Thing #12: Creative Commons

Oh the beloved Creative Commons, buzzword of the century in library circles, it is up there with cloud computing and Web 2.0 as the most talked about trends for the 21st century. Of course, this hype is for good reason. Creative Commons licensing is one of the best tools for academics to share information. I also see this license all the time attributed to fonts, programs, and web templates. Given this importance, I decided to delve into the topic and learn what I could about how it really functions.

Creative Commons
I began with the suggested Educause article on seven things to learn about the topic. The beauty of this article is that it provided a simple explanation, seven key points, and a real-world scenario of how CC licensing can be put into place in an educational setting. The basis of the concept is that copyright is either fully enforced or expired, with very little room for anything else. Creative Commons allows people to tailor restrictions so that works are more accessible while still protected. It is really an ingenious idea and one that can definitely loosen the stranglehold some publishers have over information. Materials can be licensed in a number of ways, ranging from free to be used, displayed, and altered as long as the creator is acknowledged, to free only for use in educational settings. This, of course, takes away the uncertainty of fair use and the burden of acquiring permission for every single use. Obviously, this is a good way to boost academic exchange. Creative Commons licensing also helps ensure the the functionality of the web can be fully realized, since linking to content and displaying images alongside text is a necessity at this point.

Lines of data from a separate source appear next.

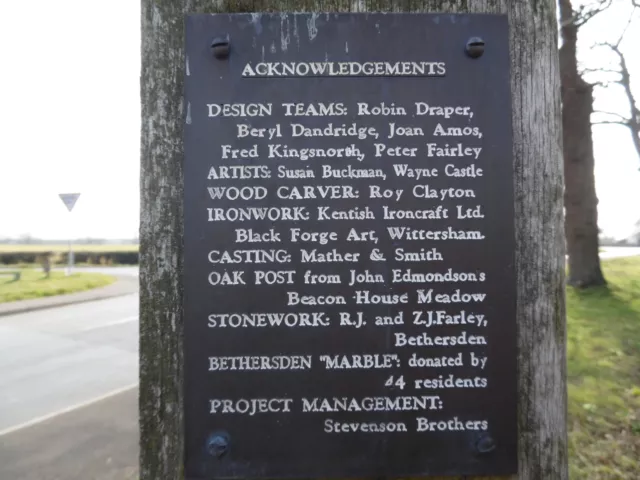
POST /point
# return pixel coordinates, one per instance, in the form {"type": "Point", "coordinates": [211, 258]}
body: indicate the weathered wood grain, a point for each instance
{"type": "Point", "coordinates": [539, 224]}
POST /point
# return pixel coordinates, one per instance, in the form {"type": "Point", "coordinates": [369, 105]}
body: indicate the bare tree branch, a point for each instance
{"type": "Point", "coordinates": [586, 12]}
{"type": "Point", "coordinates": [623, 80]}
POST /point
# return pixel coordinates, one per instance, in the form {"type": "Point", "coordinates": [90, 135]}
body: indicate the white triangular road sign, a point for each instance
{"type": "Point", "coordinates": [69, 199]}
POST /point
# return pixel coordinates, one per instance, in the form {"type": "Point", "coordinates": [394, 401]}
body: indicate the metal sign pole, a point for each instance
{"type": "Point", "coordinates": [69, 199]}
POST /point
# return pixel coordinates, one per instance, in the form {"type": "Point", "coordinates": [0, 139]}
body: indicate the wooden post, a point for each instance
{"type": "Point", "coordinates": [539, 221]}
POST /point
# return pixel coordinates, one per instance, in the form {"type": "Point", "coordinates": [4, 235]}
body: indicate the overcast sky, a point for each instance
{"type": "Point", "coordinates": [69, 108]}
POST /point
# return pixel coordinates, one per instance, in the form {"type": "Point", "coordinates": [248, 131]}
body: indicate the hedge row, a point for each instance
{"type": "Point", "coordinates": [61, 258]}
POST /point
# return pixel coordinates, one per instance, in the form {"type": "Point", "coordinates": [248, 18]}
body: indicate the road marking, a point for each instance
{"type": "Point", "coordinates": [49, 416]}
{"type": "Point", "coordinates": [110, 324]}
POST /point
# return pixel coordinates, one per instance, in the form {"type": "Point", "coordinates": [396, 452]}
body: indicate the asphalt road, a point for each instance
{"type": "Point", "coordinates": [68, 393]}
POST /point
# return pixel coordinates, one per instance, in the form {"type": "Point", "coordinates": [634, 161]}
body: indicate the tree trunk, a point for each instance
{"type": "Point", "coordinates": [539, 235]}
{"type": "Point", "coordinates": [580, 200]}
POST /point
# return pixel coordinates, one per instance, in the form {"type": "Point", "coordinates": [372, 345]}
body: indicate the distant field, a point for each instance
{"type": "Point", "coordinates": [4, 248]}
{"type": "Point", "coordinates": [34, 284]}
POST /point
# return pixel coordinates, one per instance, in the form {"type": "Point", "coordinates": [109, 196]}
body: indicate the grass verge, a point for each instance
{"type": "Point", "coordinates": [603, 355]}
{"type": "Point", "coordinates": [62, 248]}
{"type": "Point", "coordinates": [34, 284]}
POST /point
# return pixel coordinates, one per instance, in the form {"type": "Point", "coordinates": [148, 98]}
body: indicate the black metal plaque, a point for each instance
{"type": "Point", "coordinates": [349, 299]}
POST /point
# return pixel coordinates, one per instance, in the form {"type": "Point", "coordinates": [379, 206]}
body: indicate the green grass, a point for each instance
{"type": "Point", "coordinates": [34, 284]}
{"type": "Point", "coordinates": [62, 248]}
{"type": "Point", "coordinates": [603, 353]}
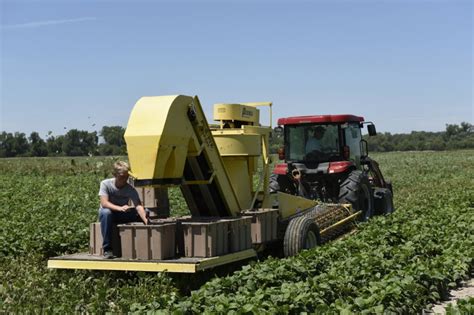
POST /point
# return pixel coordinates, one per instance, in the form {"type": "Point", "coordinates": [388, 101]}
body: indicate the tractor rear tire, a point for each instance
{"type": "Point", "coordinates": [356, 190]}
{"type": "Point", "coordinates": [302, 233]}
{"type": "Point", "coordinates": [383, 201]}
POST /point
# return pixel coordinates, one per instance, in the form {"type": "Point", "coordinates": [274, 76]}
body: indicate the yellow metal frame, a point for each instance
{"type": "Point", "coordinates": [174, 267]}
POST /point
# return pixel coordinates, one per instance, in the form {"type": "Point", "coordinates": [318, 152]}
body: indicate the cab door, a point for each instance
{"type": "Point", "coordinates": [353, 137]}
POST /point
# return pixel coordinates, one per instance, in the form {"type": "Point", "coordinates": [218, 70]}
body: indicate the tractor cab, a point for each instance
{"type": "Point", "coordinates": [313, 140]}
{"type": "Point", "coordinates": [326, 158]}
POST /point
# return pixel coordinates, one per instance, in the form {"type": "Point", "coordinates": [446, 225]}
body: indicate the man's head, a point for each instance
{"type": "Point", "coordinates": [121, 173]}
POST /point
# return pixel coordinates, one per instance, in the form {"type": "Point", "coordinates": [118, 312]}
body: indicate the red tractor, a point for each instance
{"type": "Point", "coordinates": [327, 159]}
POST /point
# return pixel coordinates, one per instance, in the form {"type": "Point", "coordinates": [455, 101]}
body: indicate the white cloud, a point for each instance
{"type": "Point", "coordinates": [47, 23]}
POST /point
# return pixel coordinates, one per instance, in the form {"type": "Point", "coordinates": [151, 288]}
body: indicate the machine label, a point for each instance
{"type": "Point", "coordinates": [246, 113]}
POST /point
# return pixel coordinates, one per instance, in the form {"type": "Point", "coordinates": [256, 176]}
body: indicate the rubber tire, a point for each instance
{"type": "Point", "coordinates": [389, 186]}
{"type": "Point", "coordinates": [302, 233]}
{"type": "Point", "coordinates": [273, 185]}
{"type": "Point", "coordinates": [356, 190]}
{"type": "Point", "coordinates": [383, 201]}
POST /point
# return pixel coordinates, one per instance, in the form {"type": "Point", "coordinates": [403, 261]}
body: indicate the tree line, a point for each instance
{"type": "Point", "coordinates": [84, 143]}
{"type": "Point", "coordinates": [73, 143]}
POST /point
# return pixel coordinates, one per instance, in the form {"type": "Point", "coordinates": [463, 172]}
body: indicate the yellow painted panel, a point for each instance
{"type": "Point", "coordinates": [121, 265]}
{"type": "Point", "coordinates": [232, 112]}
{"type": "Point", "coordinates": [290, 205]}
{"type": "Point", "coordinates": [240, 145]}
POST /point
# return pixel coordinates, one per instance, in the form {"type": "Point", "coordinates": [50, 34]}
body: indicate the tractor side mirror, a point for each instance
{"type": "Point", "coordinates": [278, 131]}
{"type": "Point", "coordinates": [371, 129]}
{"type": "Point", "coordinates": [281, 153]}
{"type": "Point", "coordinates": [364, 149]}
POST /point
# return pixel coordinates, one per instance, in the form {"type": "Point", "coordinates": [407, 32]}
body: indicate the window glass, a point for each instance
{"type": "Point", "coordinates": [353, 137]}
{"type": "Point", "coordinates": [313, 142]}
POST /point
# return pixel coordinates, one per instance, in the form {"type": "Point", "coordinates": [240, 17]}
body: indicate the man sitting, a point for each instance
{"type": "Point", "coordinates": [115, 194]}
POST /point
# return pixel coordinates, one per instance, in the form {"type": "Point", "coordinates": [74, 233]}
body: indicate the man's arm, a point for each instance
{"type": "Point", "coordinates": [142, 213]}
{"type": "Point", "coordinates": [105, 203]}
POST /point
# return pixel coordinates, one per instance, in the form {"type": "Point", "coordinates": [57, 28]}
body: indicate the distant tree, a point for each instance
{"type": "Point", "coordinates": [55, 145]}
{"type": "Point", "coordinates": [113, 135]}
{"type": "Point", "coordinates": [80, 143]}
{"type": "Point", "coordinates": [37, 145]}
{"type": "Point", "coordinates": [12, 145]}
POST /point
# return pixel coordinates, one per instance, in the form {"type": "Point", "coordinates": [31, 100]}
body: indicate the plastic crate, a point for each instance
{"type": "Point", "coordinates": [148, 242]}
{"type": "Point", "coordinates": [205, 237]}
{"type": "Point", "coordinates": [240, 234]}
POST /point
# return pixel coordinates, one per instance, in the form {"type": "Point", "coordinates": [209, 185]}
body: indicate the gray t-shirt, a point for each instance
{"type": "Point", "coordinates": [119, 197]}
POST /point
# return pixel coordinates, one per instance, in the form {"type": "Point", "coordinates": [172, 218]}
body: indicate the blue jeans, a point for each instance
{"type": "Point", "coordinates": [108, 218]}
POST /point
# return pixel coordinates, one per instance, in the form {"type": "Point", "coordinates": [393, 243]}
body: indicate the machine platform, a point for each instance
{"type": "Point", "coordinates": [178, 265]}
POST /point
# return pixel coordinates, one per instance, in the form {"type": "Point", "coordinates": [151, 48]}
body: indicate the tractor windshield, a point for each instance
{"type": "Point", "coordinates": [312, 142]}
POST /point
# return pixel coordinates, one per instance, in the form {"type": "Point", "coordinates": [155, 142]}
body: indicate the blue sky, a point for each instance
{"type": "Point", "coordinates": [406, 65]}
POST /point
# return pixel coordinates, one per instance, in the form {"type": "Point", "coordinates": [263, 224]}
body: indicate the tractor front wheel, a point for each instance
{"type": "Point", "coordinates": [301, 233]}
{"type": "Point", "coordinates": [356, 190]}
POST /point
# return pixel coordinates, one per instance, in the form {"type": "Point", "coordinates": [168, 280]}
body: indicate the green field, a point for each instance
{"type": "Point", "coordinates": [400, 263]}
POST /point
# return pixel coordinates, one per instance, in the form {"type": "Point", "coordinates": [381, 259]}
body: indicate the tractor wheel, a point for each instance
{"type": "Point", "coordinates": [302, 233]}
{"type": "Point", "coordinates": [389, 186]}
{"type": "Point", "coordinates": [357, 191]}
{"type": "Point", "coordinates": [383, 201]}
{"type": "Point", "coordinates": [273, 185]}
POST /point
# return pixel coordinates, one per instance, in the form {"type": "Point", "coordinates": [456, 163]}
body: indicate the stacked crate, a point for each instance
{"type": "Point", "coordinates": [208, 237]}
{"type": "Point", "coordinates": [148, 242]}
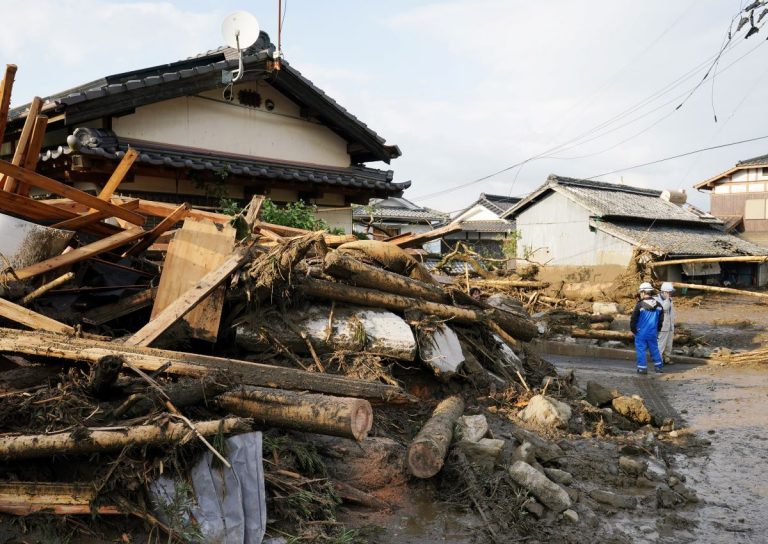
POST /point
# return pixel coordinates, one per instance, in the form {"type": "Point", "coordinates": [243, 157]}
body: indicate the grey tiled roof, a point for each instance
{"type": "Point", "coordinates": [140, 85]}
{"type": "Point", "coordinates": [682, 240]}
{"type": "Point", "coordinates": [754, 161]}
{"type": "Point", "coordinates": [105, 144]}
{"type": "Point", "coordinates": [610, 200]}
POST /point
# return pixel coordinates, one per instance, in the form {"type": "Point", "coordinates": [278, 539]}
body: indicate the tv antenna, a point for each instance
{"type": "Point", "coordinates": [239, 30]}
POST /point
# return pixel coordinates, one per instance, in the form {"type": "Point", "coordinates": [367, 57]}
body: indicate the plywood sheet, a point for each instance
{"type": "Point", "coordinates": [198, 247]}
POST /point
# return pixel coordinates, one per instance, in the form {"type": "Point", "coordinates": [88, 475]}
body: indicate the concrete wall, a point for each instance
{"type": "Point", "coordinates": [208, 121]}
{"type": "Point", "coordinates": [556, 231]}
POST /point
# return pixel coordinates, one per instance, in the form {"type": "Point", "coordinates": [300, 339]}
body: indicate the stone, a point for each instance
{"type": "Point", "coordinates": [559, 476]}
{"type": "Point", "coordinates": [570, 516]}
{"type": "Point", "coordinates": [470, 428]}
{"type": "Point", "coordinates": [535, 508]}
{"type": "Point", "coordinates": [440, 349]}
{"type": "Point", "coordinates": [631, 466]}
{"type": "Point", "coordinates": [613, 499]}
{"type": "Point", "coordinates": [599, 395]}
{"type": "Point", "coordinates": [632, 408]}
{"type": "Point", "coordinates": [545, 490]}
{"type": "Point", "coordinates": [605, 308]}
{"type": "Point", "coordinates": [546, 411]}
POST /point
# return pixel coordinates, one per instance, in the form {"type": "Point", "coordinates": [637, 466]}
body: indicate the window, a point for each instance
{"type": "Point", "coordinates": [754, 209]}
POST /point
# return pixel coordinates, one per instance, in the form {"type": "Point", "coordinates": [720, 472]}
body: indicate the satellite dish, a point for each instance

An article in Library Trends by Cushla Kapitzke notes that traditional copyright law is not well-suited to digital environments where sharing and building on earlier works are the norm; the questions of authorship and ownership can get extremely fuzzy. In such settings we see traditional publishers clinging to stringent usage restrictions, while those restrictions may be inhibiting the flow of ideas. Creative Commons actually gives control back to the information producer, who may well benefit from having their ideas exchanged, programs built upon, or images shared.

As the Creative Commons (non-profit licensing organization) states:

“Our vision is nothing less than realizing the full potential of the Internet — universal access to research and education, full participation in culture, and driving a new era of development, growth, and productivity.”

There is really no better way to describe the possibilities for innovation that exist when copyright is tempered by reasonable expectations.

Flickr Commons
Another resource provided on the 23 Things website related to the Flickr Commons program that was undertaken by Flickr and the Library of Congress. The idea is that images are placed on the website and opened up for users to tag and share related information about the images. Cultural organizations are encouraged to participate in the spirit of sharing and promoting access to essential resources that have cultural, historical, and research value. The images are then improved by users that offer information that can help describe, clarify, or otherwise make the images more accessible. The project is one I had heard of before, but I was unaware of both the depth and popularity of the program. The content generated by users has enriched the imagery available in ways that individual catalogers could never have accomplished. The concept is based on trusting people (with a little oversight in the verification of facts) and letting the masses share their surprising expertise.

From a a library, archive, and museum standpoint, Creative Commons licensing represents a needed tool to facilitate information exchange; it is also one that needs to be actively supported in order to help balance the traditional copyright rules that stifle discourse. Flickr Commons is also a tool that can be beneficial for a number of reasons. Noting the tags that users apply to objects can be instructive for institutions that may be out of touch with the ways that users are searching for information. Tagging is assigned using a different set of logic than controlled vocabulary, and it is worth becoming aware of this thinking and using common terms as adjunct descriptors. Also, perusing the collections and information listings of other institutions can shed light on an institution’s own holdings. For example, an institution could find that images depicting a particular building (subsequently identified by a user) might correspond to photographs in their own collection that had gone unlabeled. This information could be verified and then added to these images. Periodic searches could reveal all kinds of useful data that would align with the collections, without ever having to upload them to Flickr. This seems to me to be a formidable tool.

Information Literacy Applications
One of the most essential IL standards involves evaluating information sources and properly using and attributing information. This is a skill that can be confused by opaque copyright laws. Teaching students the meaning of CC licensing can help with this issue by encouraging them to locate and utilize information that has been appropriately authorized. I believe this to be especially true for fields such as science, art and design, and computer science. People frequently get inspiration from the work of others and build their own creations off the efforts of others. This building process is what allows progress to happen, commentary to occur, and ideas to transform society. In seeking out works that are freely available for use and/or alteration, students can be confident that they are legally benefiting from and contributing to the scholarly exchange of ideas.